Eagle3-one-model (eagle3_one_model=True) config is added in engine_configs/llama4/eagle_one_model. Build dynamo with the latest commit 66f299a in TRTLLM 1.0.0.rc2 Link.
The configs in engine_configs/llama4/eagle_one_model are tested with 8xH100 cluster. Be sure to change the NUM_GPUS_PER_NODE accordingly or change TP/EP size in config. 1 8xH100 node for aggregated .yml file, 2 8xH100 for prefill/decode .yml file.
The current ./multinode/start_frontend_services.sh may got ran NUM_GPUS_PER_NODE times depending on how srun/mpi is launched, beware that the frontend service only needs to be ran once.
Eagle3-one-model appends the eagle3 layer at the end of the TRTLLM engine, instead of sending base/draft requests between 2 engines.

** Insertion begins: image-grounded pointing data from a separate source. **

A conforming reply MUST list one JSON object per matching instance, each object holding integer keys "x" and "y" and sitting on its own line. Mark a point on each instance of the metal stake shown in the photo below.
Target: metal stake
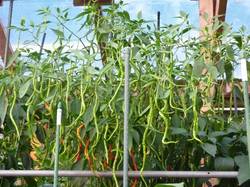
{"x": 58, "y": 125}
{"x": 8, "y": 31}
{"x": 126, "y": 118}
{"x": 246, "y": 103}
{"x": 158, "y": 20}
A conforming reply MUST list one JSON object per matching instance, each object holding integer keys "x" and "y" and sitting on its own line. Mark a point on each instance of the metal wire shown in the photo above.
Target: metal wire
{"x": 108, "y": 174}
{"x": 8, "y": 32}
{"x": 126, "y": 118}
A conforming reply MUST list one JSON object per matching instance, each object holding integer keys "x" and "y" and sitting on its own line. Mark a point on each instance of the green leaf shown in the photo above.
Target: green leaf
{"x": 244, "y": 171}
{"x": 3, "y": 106}
{"x": 213, "y": 72}
{"x": 24, "y": 88}
{"x": 139, "y": 15}
{"x": 91, "y": 70}
{"x": 197, "y": 68}
{"x": 224, "y": 163}
{"x": 170, "y": 185}
{"x": 59, "y": 33}
{"x": 13, "y": 58}
{"x": 209, "y": 148}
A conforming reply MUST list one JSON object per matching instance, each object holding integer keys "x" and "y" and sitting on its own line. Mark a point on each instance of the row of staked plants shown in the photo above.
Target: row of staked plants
{"x": 177, "y": 98}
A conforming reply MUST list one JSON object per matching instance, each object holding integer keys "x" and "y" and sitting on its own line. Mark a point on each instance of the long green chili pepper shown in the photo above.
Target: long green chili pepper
{"x": 195, "y": 127}
{"x": 144, "y": 148}
{"x": 166, "y": 122}
{"x": 115, "y": 160}
{"x": 11, "y": 112}
{"x": 96, "y": 124}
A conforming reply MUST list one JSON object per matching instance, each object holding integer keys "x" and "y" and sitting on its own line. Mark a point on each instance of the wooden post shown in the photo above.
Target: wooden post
{"x": 212, "y": 8}
{"x": 87, "y": 2}
{"x": 208, "y": 10}
{"x": 3, "y": 39}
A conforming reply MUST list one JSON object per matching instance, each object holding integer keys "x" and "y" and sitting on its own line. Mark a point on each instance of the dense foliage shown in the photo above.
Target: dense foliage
{"x": 177, "y": 84}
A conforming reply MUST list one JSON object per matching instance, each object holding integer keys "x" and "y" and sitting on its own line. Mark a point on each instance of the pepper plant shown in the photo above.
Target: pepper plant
{"x": 167, "y": 128}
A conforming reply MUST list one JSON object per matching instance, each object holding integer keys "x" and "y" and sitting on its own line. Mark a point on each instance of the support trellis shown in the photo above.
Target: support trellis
{"x": 125, "y": 174}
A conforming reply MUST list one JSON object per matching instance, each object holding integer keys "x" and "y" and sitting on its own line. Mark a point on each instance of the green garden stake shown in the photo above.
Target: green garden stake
{"x": 58, "y": 125}
{"x": 246, "y": 102}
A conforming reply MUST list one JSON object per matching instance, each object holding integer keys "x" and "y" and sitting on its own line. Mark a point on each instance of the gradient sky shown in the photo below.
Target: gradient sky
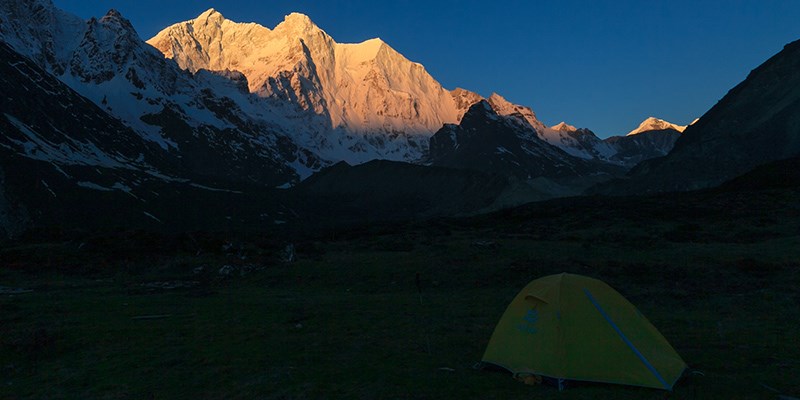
{"x": 603, "y": 65}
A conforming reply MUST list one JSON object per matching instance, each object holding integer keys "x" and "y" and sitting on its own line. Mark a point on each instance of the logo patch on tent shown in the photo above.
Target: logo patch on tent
{"x": 529, "y": 324}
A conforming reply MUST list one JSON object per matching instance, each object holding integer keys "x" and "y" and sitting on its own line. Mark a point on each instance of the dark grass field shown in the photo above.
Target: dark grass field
{"x": 716, "y": 272}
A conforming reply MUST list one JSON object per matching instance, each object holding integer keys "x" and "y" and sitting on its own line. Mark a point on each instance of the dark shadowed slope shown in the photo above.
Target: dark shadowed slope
{"x": 758, "y": 121}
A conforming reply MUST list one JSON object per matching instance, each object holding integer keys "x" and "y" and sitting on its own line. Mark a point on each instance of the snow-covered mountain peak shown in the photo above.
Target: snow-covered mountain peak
{"x": 210, "y": 17}
{"x": 119, "y": 24}
{"x": 356, "y": 101}
{"x": 564, "y": 127}
{"x": 298, "y": 24}
{"x": 656, "y": 124}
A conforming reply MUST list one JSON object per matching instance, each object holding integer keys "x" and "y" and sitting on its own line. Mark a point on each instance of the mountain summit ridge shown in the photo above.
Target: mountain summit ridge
{"x": 364, "y": 94}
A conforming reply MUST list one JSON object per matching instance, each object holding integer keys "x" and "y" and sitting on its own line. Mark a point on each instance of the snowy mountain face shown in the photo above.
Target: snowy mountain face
{"x": 584, "y": 144}
{"x": 507, "y": 145}
{"x": 361, "y": 101}
{"x": 204, "y": 120}
{"x": 757, "y": 122}
{"x": 655, "y": 124}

Visit TRTLLM for more information.

Setup#

Assuming you have already allocated your nodes via salloc, and are inside an interactive shell on one of the allocated nodes, set the following environment variables based:

cd $DYNAMO_HOME/components/backends/trtllm

export IMAGE="<dynamo_trtllm_image>"
# export MOUNTS="${PWD}/:/mnt,/lustre:/lustre"
export MOUNTS="${PWD}/:/mnt"
export MODEL_PATH="nvidia/Llama-4-Maverick-17B-128E-Instruct-FP8"
export SERVED_MODEL_NAME="nvidia/Llama-4-Maverick-17B-128E-Instruct-FP8"

See this section from multinode guide to learn more about the above options.

Aggregated Serving#

export NUM_NODES=1
export ENGINE_CONFIG="/mnt/engine_configs/llama4/eagle/eagle_agg.yaml"
./multinode/srun_aggregated.sh

Known Issue: In Aggregated Serving, setting max_num_tokens to higher values (e.g. max_num_tokens: 8448) can lead to Out of Memory (OOM) errors. This is being investigated by the TRTLLM team.

Disaggregated Serving#

export NUM_PREFILL_NODES=1
export PREFILL_ENGINE_CONFIG="/mnt/engine_configs/llama4/eagle/eagle_prefill.yaml"
export NUM_DECODE_NODES=1
export DECODE_ENGINE_CONFIG="/mnt/engine_configs/llama4/eagle/eagle_decode.yaml"
./multinode/srun_disaggregated.sh

Known Issue: In Aggregated Serving, setting max_num_tokens to higher values (e.g. max_num_tokens: 8448) can lead to Out of Memory (OOM) errors. This is being investigated by the TRTLLM team.

Example Request#

See here to learn how to send a request to the deployment.

curl localhost:8000/v1/chat/completions -H "Content-Type: application/json" -d '{
        "model": "nvidia/Llama-4-Maverick-17B-128E-Instruct-FP8",
        "messages": [{"role": "user", "content": "Why is NVIDIA a great company?"}],
        "max_tokens": 1024
    }' -w "\n"


# output:
{"id":"cmpl-3e87ea5c-010e-4dd2-bcc4-3298ebd845a8","choices":[{"text":"NVIDIA is considered a great company for several reasons:\n\n1. **Technological Innovation**: NVIDIA is a leader in the field of graphics processing units (GPUs) and has been at the forefront of technological innovation.
...
and the broader tech industry.\n\nThese factors combined have contributed to NVIDIA's status as a great company in the technology sector.","index":0,"logprobs":null,"finish_reason":"stop"}],"created":1753329671,"model":"nvidia/Llama-4-Maverick-17B-128E-Instruct-FP8","system_fingerprint":null,"object":"text_completion","usage":{"prompt_tokens":16,"completion_tokens":562,"total_tokens":578,"prompt_tokens_details":null,"completion_tokens_details":null}}